Öğrencilerimiz yaşadığı çevrede kişisel önlemlerini aldıktan, alınmasına yardımcı olduktan sonra bu önlemleri diğer insanlara da duyurmalı ayrıca, duyurmak için organize olmalılar. Bu amaçla sosyal medyayı ve diğer iletişim araçlarının fonksiyonel kullanımı tekrar değerlendirebilir.
Ebeveynler bu süreçte çocuklarının bilimsel bilgi, düşünüş ve yöntemleri edinebilmeleri ve uygulayabilmeleri için gerekli desteği kontrollü şekilde verebilmelidir.
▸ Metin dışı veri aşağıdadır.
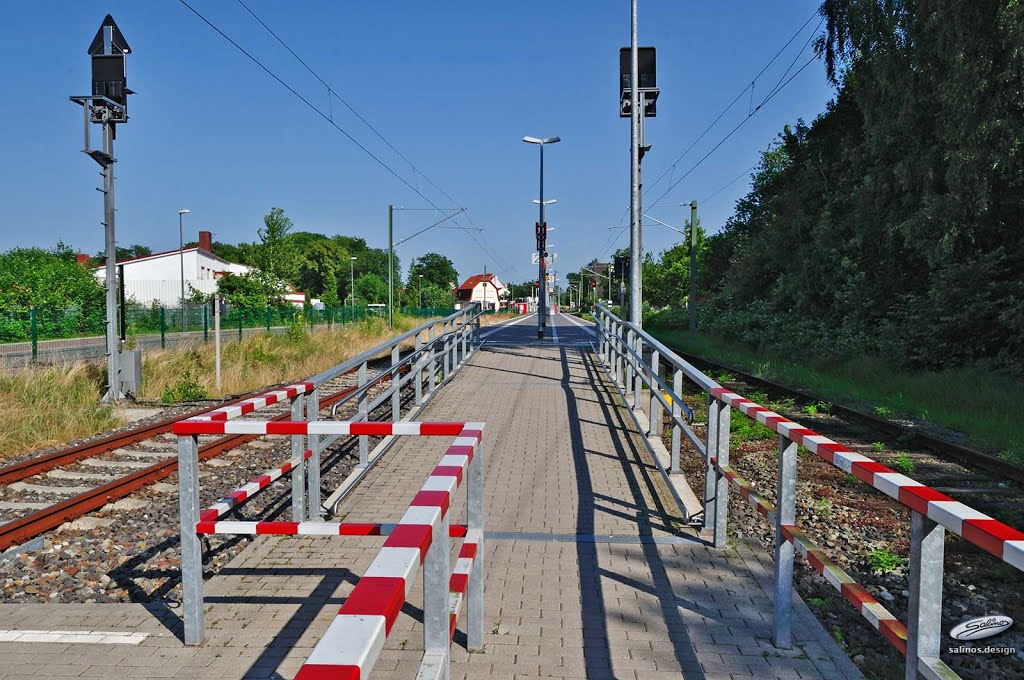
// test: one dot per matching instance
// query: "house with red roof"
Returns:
(482, 288)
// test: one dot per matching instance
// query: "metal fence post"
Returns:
(418, 368)
(677, 388)
(299, 471)
(474, 609)
(721, 482)
(711, 451)
(312, 472)
(192, 549)
(785, 515)
(35, 334)
(638, 373)
(432, 378)
(924, 621)
(396, 393)
(435, 597)
(361, 415)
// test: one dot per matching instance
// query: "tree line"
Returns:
(891, 224)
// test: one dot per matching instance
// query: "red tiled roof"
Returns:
(476, 280)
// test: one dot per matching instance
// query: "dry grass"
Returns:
(47, 406)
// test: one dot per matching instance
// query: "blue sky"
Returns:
(454, 85)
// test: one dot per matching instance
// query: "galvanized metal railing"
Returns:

Öğretmenlerimiz öğrencilerimizin gerekli bilgi ve deneyimi edinerek süreci atlatabilmesi için kriz yönetimini öğrencilerin içselleştirmesine yardımcı olabilmelidir. Tehdide inanmayarak yok sayma, küçümseme, ciddiyetsizlik ya da panik zararın artmasını sağlayan etkenlerdir. Ebeveynlerin ve öğretmenlerimizin COVID-19’a karşı bilimsel yaklaşım ve tutumu öğrencilerimizde içselleştirmeleri, sonraki kriz durumlarında da önleyici ve iyileştirici tutumun daha hızlı sergilenmesini sağlayacaktır.
Tüm kademelerdeki öğrencilerimizin okula devam etmedikleri bu süreci en verimli şekilde değerlendirmelerine yönelik tüm paydaşların (öğrenci, veli, öğretmen, yönetici) düşünceleri alınmalı, yapılacak eğitim etkinliklerinin ve uygulamalarının katkı verici şekilde düzenlenmesi esas olmalıdır. Ortaya çıkan pandemik salgının olumsuz etkilerini tartışmak ve bunun bilançosunu çıkarmak dışında; daha da çok zaman ayrılarak bundan sonraki bu tür salgınlara her alanda (sağlık, eğitim, ekonomi, çevre ve sosyal yaşam) hazırlıklı olmak herkes açısından geçerli ve gerekli bir duruma dönüşmelidir. Özellikle de öğrencilerimizin bu yeterlikleri kazanması önceliğimiz olmalıdır.